Raffensperger described the congress as the beginning of a civil rights movement for future generations.

“The question we asked was whether there was something unique that women have to contribute alongside of men in the environmental dialogue. So much of the great environmental work has been done by men, and at the same time, women’s voices have been missing,” said Raffensperger. “We are adding our voices to the choir. We’re not telling other people to stop singing... We need the tenors and basses because we are incomplete without them, but we are making space for women to sing their part.”

The four-day event will include group conversations, music, art, and drafting a declaration and bill of rights for future generations to be released into the world, organizers said.

Although the event is intended as a space for women to find a collective voice for developing new environmental policies and laws, some local men and others invited by Raffensperger will also be participating.

“Will we know if we are successful with our movement the next day? No,” Raffensperger said. “But in 16 years, we will see the change and we will talk again, and I will say ‘you were there and were witness to the beginning of this movement and you are the voice that made this movement public.”

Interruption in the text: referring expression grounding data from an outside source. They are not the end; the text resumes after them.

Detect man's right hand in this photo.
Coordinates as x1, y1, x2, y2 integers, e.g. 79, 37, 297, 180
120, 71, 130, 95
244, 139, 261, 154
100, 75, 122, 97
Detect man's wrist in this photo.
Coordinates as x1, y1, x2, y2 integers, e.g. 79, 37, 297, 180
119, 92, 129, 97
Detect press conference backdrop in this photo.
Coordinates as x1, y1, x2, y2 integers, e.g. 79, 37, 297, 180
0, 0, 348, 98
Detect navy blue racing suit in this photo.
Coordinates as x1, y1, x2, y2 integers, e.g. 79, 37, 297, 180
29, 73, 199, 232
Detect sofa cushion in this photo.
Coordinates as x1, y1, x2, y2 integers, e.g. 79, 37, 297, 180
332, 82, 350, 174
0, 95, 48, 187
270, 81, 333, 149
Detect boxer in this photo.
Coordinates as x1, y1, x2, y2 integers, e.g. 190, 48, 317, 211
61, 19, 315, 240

Williams said she expects approximately 150 people to participate. The event will also include music, readings, and film screenings that are free and open to the public. Williams said the closing event on Sunday from noon to 5 p.m. at Swanny City Park will be an opportunity for the community to learn about what the congress has accomplished.

“We will share, declare, and release our work into the world. The precautionary principle is indigenous. It’s an idea whose time has come. Our task is to try to find out how to apply it to the energy crisis, climate change, domestic energy, and what it all really means,” said Williams.